ATLANTA (CNN) — On your next trip to Costco, don’t be surprised if you can’t find your favorite cheese.
Costco is having trouble stocking imported cheeses because of a shortage of shipping containers around the globe and bottlenecks at key West Coast ports, such as Los Angeles, Long Beach, Oakland and Seattle. The combination has led to delays for suppliers shipping their goods, retailers like Costco receiving products, and higher costs along the supply chain.
“Overseas freight has continued to be an issue in regards to container shortage and port delays. This has caused timing delays on certain categories,” Costco chief financial officer Richard Galanti said on a call with analysts last week.
The problem isn’t just limited to cheese, but also seafood, olive oils, furniture, sporting goods and lawn and garden equipment, Galanti said.
He expects the “pressures to ease in the coming months, but it’s impacting everyone.”
Supply chain pressures
Supply chain pressures have been a constant for retailers throughout the pandemic. But a chorus of chains, including Crocs, Urban Outfitters, Foot Locker and Dollar Tree, in recent weeks have described the container shortage and backlogs at West Coast ports as the latest challenges in securing merchandise for consumers.

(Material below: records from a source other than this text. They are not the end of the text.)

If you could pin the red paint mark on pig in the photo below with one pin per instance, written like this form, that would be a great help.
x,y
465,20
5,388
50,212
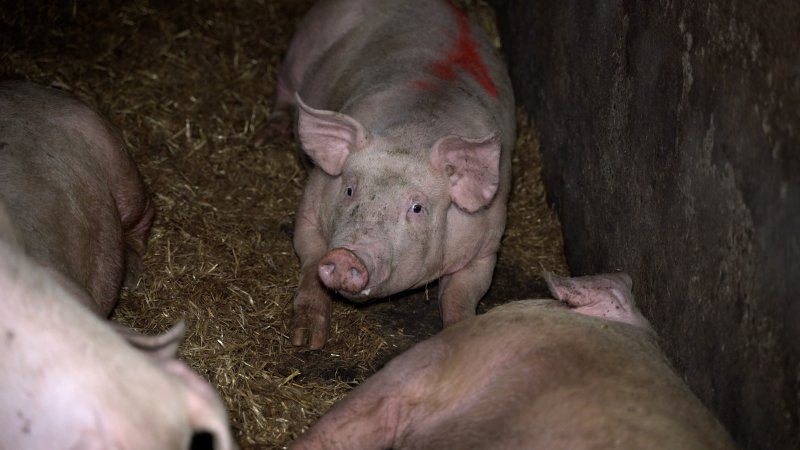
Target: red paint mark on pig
x,y
464,55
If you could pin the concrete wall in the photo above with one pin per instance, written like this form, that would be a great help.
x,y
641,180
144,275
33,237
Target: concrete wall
x,y
671,137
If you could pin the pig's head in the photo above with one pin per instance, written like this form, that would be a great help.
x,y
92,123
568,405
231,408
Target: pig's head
x,y
387,229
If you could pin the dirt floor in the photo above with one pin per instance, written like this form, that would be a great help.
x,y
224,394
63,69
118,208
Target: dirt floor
x,y
188,82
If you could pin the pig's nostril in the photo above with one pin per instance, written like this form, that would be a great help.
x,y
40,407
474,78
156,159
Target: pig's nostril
x,y
326,270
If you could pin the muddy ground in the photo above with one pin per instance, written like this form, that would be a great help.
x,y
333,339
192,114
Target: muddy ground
x,y
188,83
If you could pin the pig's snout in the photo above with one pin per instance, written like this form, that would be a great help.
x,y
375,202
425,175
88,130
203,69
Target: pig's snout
x,y
343,271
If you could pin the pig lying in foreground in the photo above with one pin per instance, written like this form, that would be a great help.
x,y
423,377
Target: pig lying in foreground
x,y
585,373
408,116
70,381
72,191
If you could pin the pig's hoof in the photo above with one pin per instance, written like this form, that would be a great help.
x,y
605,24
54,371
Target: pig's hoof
x,y
341,270
300,338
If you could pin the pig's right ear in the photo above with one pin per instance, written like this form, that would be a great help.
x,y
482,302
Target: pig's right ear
x,y
472,166
328,137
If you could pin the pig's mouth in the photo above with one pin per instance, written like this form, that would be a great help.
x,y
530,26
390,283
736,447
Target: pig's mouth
x,y
346,273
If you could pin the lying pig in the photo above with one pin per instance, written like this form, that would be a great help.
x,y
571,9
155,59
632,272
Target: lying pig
x,y
70,381
71,190
585,373
408,116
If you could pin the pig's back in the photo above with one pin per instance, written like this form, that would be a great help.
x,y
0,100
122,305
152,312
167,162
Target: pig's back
x,y
551,378
383,72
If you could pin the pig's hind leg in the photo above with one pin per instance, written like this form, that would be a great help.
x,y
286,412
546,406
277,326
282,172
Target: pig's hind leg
x,y
607,296
311,315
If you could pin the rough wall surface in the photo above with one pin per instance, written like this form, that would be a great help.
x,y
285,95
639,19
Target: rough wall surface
x,y
671,137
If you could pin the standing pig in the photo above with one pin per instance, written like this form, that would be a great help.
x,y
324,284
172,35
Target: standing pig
x,y
588,374
408,116
71,190
70,381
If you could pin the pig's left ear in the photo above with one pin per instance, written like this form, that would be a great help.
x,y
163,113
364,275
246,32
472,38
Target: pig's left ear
x,y
205,409
473,166
328,137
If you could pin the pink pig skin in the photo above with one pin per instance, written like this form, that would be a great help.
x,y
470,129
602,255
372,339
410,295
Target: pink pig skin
x,y
583,374
71,381
408,115
71,190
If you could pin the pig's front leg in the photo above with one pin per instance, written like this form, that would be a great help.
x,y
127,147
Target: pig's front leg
x,y
460,292
312,303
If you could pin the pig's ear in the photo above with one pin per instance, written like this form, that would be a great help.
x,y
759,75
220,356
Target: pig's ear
x,y
473,166
205,409
328,137
160,347
607,296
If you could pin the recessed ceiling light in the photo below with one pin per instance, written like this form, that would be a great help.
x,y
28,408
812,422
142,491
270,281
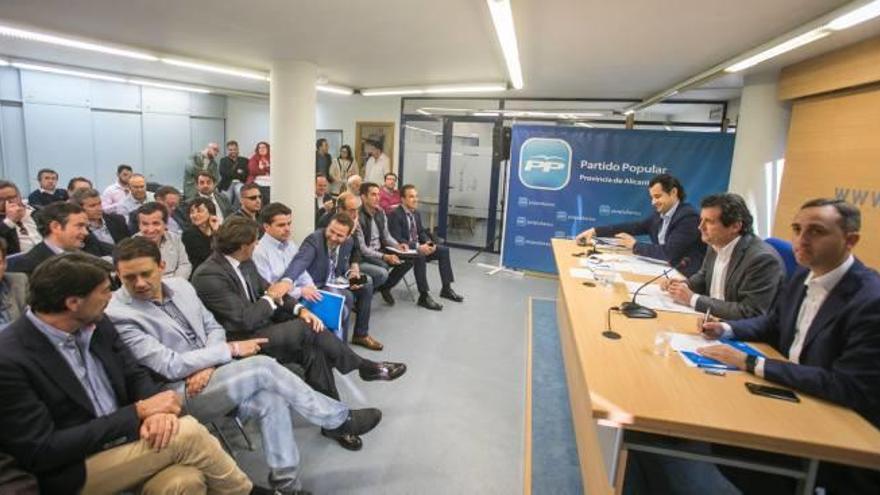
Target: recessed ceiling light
x,y
24,34
502,18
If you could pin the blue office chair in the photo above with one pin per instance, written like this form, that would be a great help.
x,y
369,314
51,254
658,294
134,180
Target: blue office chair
x,y
785,252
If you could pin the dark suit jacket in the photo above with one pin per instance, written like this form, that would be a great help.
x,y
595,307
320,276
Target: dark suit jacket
x,y
220,290
10,235
26,263
754,275
231,170
49,424
117,226
39,199
312,257
840,359
399,227
682,238
319,212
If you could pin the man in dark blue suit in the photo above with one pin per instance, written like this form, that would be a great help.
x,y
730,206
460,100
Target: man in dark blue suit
x,y
326,255
405,225
826,322
674,232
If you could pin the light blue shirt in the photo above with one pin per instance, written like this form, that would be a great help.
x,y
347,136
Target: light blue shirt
x,y
74,348
666,217
272,258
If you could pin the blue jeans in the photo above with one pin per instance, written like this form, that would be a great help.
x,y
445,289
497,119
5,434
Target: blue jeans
x,y
261,389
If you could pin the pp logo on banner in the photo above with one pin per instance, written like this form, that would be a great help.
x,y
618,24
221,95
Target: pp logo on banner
x,y
545,163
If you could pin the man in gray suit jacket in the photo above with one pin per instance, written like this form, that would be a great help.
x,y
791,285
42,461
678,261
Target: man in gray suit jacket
x,y
169,331
13,291
741,274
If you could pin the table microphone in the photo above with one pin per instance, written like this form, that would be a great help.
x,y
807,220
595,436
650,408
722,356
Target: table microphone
x,y
632,309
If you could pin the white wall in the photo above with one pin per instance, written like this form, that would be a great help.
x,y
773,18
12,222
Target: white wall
x,y
247,119
759,153
342,112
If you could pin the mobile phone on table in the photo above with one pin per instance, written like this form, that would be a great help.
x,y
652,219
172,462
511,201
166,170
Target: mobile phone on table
x,y
772,392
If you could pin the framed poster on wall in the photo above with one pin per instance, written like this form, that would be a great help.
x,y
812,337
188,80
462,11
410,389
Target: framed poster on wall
x,y
377,132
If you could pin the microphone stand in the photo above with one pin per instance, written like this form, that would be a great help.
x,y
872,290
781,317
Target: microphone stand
x,y
632,309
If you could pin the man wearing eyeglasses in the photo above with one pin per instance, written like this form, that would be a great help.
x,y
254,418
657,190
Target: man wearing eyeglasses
x,y
17,226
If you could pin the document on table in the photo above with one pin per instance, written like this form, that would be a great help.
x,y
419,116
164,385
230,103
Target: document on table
x,y
653,297
687,344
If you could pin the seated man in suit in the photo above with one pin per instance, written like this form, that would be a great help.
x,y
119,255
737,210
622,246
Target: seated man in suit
x,y
825,322
178,218
247,306
63,227
152,219
405,225
17,224
251,200
48,191
137,196
323,199
205,189
172,333
326,256
108,228
77,410
374,240
673,229
741,274
13,292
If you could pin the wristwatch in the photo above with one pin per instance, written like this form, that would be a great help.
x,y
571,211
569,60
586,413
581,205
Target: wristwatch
x,y
751,362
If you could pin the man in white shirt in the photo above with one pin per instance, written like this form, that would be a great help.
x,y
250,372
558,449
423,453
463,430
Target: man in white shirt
x,y
378,164
741,274
116,192
205,189
152,221
825,323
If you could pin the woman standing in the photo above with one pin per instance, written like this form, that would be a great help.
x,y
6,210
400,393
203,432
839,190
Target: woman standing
x,y
341,169
198,236
258,169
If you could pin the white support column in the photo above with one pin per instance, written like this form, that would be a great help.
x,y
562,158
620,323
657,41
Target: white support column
x,y
292,129
761,134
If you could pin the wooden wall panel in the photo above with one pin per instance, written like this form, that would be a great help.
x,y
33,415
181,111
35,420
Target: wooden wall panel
x,y
833,150
848,67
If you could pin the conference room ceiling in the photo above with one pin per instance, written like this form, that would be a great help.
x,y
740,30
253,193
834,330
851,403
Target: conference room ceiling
x,y
568,48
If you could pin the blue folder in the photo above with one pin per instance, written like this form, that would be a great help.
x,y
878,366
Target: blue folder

“Importing product from Asia, getting it through Long Beach and other ports, and getting it shipped to customers is really challenging right now,” Crocs CEO Andrew Rees said on a Feb. 23 call with analysts. “I think that will smooth out over time, but it’s going to take a little while.”

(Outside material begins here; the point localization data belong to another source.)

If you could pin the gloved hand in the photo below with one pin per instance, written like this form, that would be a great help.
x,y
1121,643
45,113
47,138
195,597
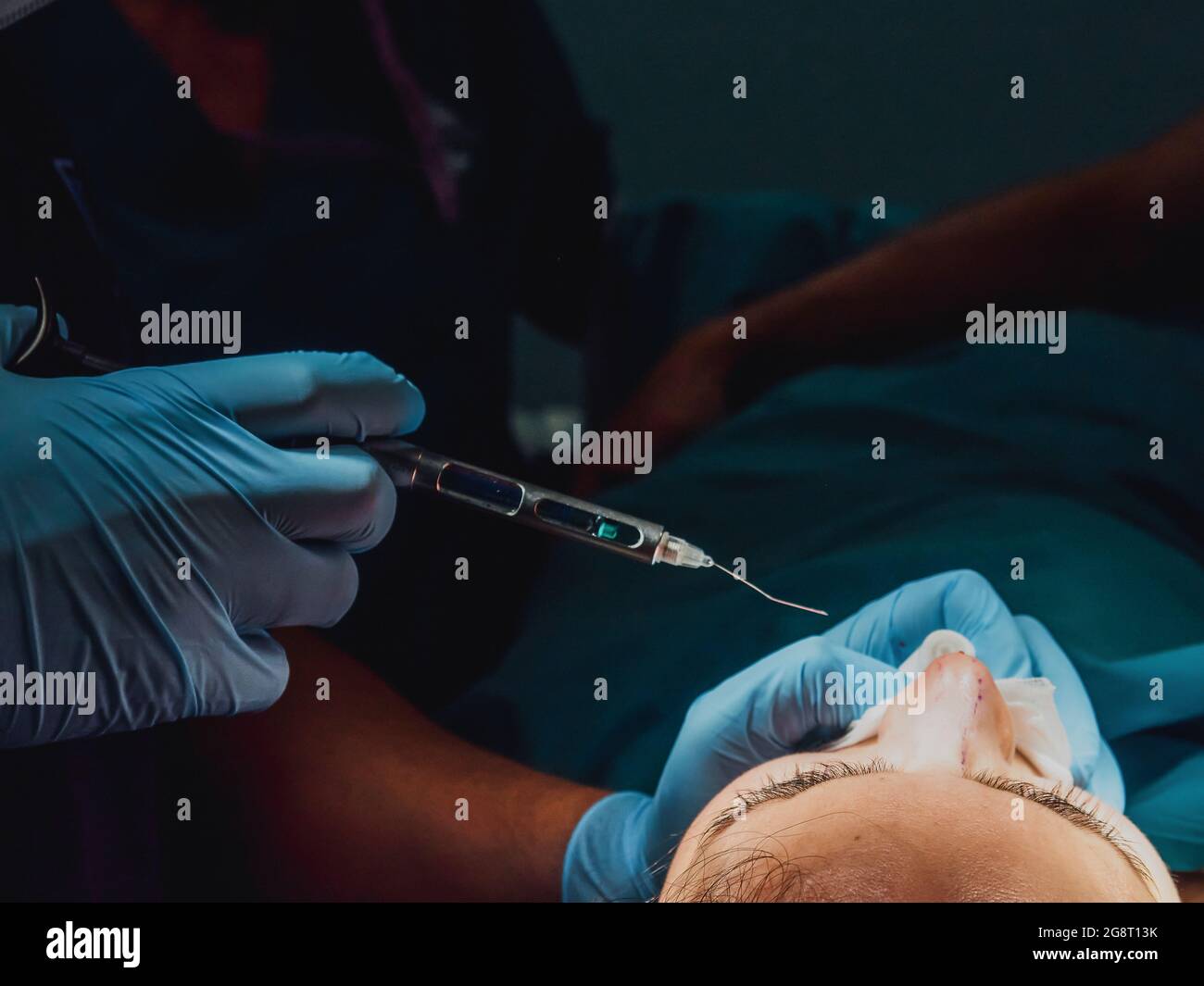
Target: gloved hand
x,y
621,848
149,535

“We’re experiencing some delays in receiving import merchandise as a result of worldwide equipment shortages and issues with port congestion,” Dollar Tree CFO Kevin Wampler said last week.
And home goods at Anthropologie have also been delayed arriving in the United States because of container shortfalls in Asia, said Urban Outfitters COO Francis Conforti on a call with analysts.

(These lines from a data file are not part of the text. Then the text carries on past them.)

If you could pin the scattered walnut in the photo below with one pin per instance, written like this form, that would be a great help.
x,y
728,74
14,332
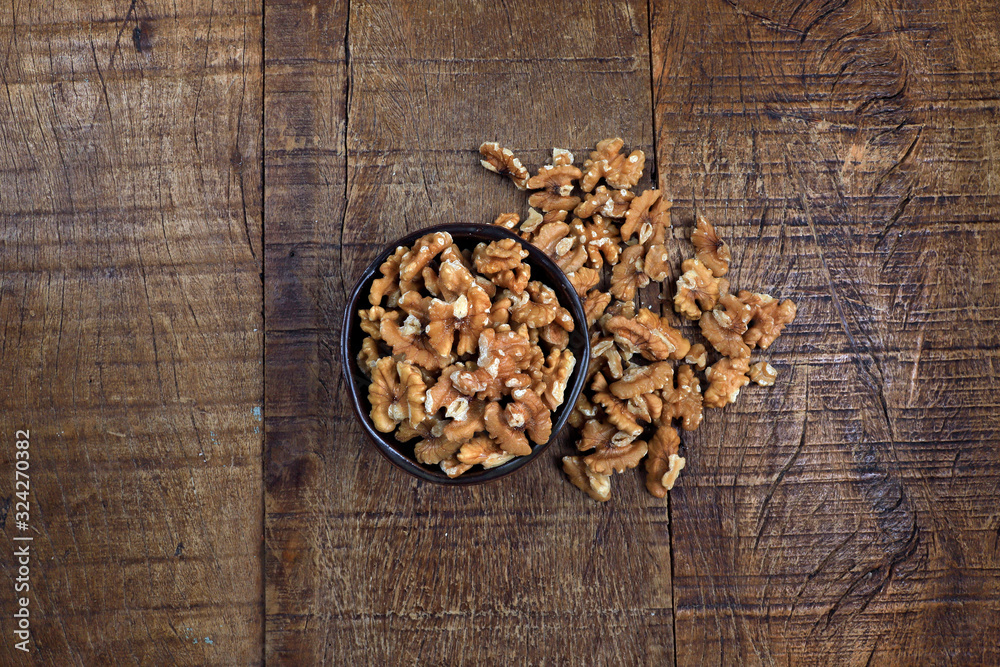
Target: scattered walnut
x,y
507,221
655,263
608,163
396,394
763,374
483,450
768,318
502,161
712,251
595,304
595,485
620,458
618,413
663,464
639,380
647,407
697,289
608,203
646,334
596,434
648,216
503,262
697,356
726,377
725,325
627,275
600,238
555,188
685,401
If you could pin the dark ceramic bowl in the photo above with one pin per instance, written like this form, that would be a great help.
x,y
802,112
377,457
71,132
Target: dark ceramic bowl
x,y
466,236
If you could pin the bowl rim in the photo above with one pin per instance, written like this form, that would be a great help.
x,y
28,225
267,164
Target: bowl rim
x,y
485,233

“We are starting to see some very, very slight improvement, and we’re hopeful that the improvement will continue at a moderate pace.”
Demand for food, furniture, appliances and home goods has spiked in the pandemic as consumers spend more time at home. It hasn’t let up.
U.S. seaborne imports climbed 20% in January compared with last year, according to the latest data available from Panjiva, a global trade data research firm. Imports of consumer discretionary goods such as household appliances were the biggest driver of the growth, according to Panjiva.
Higher demand and supply chain disruption are driving up costs, too: The total cost of shipping to the United States by sea reached $6.36 billion in January, compared to $2.46 billion a year earlier.
“The supply chain has been maxed out,” said Jon Gold, vice president of supply chain and customs policy at the National Retail Federation, a trade group for the retail industry. Gold said U.S. ports were “not able to handle the volume that is coming in” because of a surge in demand, as well as hundreds of workers who have been sickened by Covid-19.
“Containers have been sitting at the port longer than they typically do” and “the availability of empty containers has been a challenge, both here and overseas,” he said.
The pressures have led more companies to turn to air cargo to ship goods. Until now, air freight was “always a last resort because it was eight to ten times more expensive than ocean freight,” he said.
Gold said companies are trying to avoid passing off the higher costs they are facing to consumers, but some retailers may be forced to offset the rise by raising prices on the shelves.